On August 5, 2010, the sole ingress/egress (and ventilation) shaft of the San José copper / gold mine. . . collapsed. It a few seconds, 33 miners were trapped nearly a half-mile below the surface. While all did eventually survive (a successful rescue after 69 days), the fact that Chilean authorities had seven years earlier ordered Compañía Minera San Esteban, the mine operator (as a basic remedial safety measure) to immediately excavate a second emergency egress / vent shaft. . . and Compañía Minera San Esteban never obeyed that order, in seven long years -- is a testament to pervasive, jaw-slacking failure.

Basic human safety was treated as. . . just "a nice to have" luxury / possibility at Compañía Minera San Esteban.

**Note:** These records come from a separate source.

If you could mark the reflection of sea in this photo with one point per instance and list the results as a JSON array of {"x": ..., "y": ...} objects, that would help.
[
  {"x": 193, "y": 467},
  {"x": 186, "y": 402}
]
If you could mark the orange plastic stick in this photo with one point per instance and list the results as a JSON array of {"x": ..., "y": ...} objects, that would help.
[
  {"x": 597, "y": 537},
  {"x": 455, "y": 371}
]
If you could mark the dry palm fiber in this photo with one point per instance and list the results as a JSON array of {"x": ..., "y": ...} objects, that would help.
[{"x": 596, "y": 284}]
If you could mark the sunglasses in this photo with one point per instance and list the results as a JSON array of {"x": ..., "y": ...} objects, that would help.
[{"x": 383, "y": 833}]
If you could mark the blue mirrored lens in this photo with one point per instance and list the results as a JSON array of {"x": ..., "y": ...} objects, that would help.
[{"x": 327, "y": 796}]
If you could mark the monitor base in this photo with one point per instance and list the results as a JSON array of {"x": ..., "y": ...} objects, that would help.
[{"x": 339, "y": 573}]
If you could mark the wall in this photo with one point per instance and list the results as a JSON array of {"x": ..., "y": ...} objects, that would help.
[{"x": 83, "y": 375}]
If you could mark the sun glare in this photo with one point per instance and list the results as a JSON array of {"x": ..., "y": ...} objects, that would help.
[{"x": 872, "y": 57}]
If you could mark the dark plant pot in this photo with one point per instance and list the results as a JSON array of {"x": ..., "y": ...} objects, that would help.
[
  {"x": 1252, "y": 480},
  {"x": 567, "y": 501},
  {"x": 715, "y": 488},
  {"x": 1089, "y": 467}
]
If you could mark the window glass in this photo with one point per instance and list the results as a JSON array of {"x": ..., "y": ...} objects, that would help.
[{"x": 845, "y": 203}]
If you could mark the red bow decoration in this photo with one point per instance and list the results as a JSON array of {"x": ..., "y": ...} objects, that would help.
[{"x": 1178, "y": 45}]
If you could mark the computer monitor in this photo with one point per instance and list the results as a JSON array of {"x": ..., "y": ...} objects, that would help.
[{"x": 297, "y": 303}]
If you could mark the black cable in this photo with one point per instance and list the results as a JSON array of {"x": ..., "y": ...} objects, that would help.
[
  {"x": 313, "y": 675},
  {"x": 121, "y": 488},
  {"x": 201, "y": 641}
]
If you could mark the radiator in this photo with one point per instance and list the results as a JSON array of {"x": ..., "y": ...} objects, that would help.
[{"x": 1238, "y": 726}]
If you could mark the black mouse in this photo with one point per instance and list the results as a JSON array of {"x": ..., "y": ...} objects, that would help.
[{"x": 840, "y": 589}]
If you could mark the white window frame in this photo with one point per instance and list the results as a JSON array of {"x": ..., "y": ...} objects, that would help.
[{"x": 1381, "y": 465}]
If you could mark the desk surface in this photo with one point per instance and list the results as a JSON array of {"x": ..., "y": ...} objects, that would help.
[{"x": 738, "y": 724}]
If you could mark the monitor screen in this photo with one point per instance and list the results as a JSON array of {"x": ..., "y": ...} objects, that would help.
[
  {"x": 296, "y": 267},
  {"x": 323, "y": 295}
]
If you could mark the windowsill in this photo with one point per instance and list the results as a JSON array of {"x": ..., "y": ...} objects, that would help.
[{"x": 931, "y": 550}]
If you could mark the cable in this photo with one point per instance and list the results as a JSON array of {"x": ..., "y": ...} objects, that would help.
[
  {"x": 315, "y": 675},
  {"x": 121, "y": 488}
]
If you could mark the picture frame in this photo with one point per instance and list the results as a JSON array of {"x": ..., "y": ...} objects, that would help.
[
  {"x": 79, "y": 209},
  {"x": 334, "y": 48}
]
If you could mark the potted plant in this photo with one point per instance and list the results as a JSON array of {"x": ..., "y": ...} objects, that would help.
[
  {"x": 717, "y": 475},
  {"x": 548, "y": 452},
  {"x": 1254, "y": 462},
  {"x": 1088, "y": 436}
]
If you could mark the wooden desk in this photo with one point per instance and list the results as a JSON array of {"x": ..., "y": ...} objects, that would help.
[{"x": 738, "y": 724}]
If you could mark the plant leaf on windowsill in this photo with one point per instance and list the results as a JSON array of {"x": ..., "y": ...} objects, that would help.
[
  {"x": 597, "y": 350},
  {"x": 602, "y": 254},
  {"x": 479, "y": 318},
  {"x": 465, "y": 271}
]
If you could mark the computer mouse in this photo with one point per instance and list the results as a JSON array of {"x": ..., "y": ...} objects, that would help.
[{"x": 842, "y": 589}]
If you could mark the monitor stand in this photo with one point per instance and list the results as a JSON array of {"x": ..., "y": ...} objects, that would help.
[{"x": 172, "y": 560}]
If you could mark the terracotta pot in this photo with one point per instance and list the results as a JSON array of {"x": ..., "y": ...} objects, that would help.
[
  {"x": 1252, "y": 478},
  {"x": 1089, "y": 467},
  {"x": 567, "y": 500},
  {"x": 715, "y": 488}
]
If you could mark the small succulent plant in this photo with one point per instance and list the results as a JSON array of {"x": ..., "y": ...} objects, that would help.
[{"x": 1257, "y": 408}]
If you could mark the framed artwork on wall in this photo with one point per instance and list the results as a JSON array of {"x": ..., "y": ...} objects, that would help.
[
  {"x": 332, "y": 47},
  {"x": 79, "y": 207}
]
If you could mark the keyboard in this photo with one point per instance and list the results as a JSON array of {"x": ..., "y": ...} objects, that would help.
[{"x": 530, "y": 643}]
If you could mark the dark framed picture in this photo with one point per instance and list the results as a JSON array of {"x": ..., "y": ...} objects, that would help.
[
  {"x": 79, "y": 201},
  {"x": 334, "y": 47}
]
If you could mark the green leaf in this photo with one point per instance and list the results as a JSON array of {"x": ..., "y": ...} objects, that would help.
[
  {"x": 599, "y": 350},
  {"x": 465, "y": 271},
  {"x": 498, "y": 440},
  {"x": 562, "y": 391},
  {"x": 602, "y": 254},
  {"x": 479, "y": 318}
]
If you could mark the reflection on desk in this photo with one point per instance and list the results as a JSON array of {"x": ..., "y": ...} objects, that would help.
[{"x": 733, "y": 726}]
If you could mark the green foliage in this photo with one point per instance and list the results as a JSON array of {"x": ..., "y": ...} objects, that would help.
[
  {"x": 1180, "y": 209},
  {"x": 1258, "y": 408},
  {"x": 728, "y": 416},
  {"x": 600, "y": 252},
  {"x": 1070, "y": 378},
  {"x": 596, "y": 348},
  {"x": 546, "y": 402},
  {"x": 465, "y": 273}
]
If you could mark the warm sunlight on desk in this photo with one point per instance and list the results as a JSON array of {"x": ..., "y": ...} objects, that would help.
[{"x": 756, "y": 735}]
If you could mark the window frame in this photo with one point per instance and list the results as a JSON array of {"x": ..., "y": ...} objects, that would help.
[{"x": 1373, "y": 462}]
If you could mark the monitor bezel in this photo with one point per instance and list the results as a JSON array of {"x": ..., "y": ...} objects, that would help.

So, again (as in the South African gold mine disaster we'd long ago followed, in February 2018) -- it isn't a 40 plus fatality mine disaster in the sense of the list I am now collecting, but this incident speaks to much of what is wrong with guys like. . . Don Blankenship. It is just and right and good that he was jailed, but it is not enough. Not nearly enough. Here's the 2023 version "lessons learned" talk, given at a mining conference, about Chile / San José 2010:

. . .The mine operator had been ordered to build a second means of egress in 2003, but when the mine collapsed in 2010, it still had not been constructed.

State-owned Chilean copper mining company Codelco was brought in by the government to coordinate the rescue mission. The government solicited rescue plans from around the world. . . .

The rockfall at the San José mine blocked the ventilation shaft, which was its sole exit point. The mine was left unstable, and 33 miners were trapped 700 metres underneath the surface for 69 days. . . . .


Perhaps this will require a UN intervention, on an assertion of a health emergency: far too many mining companies treat their workers as. . . utterly expendable chattels -- like a jack-leg hammer or a few 12" by 12" timbers. Damn.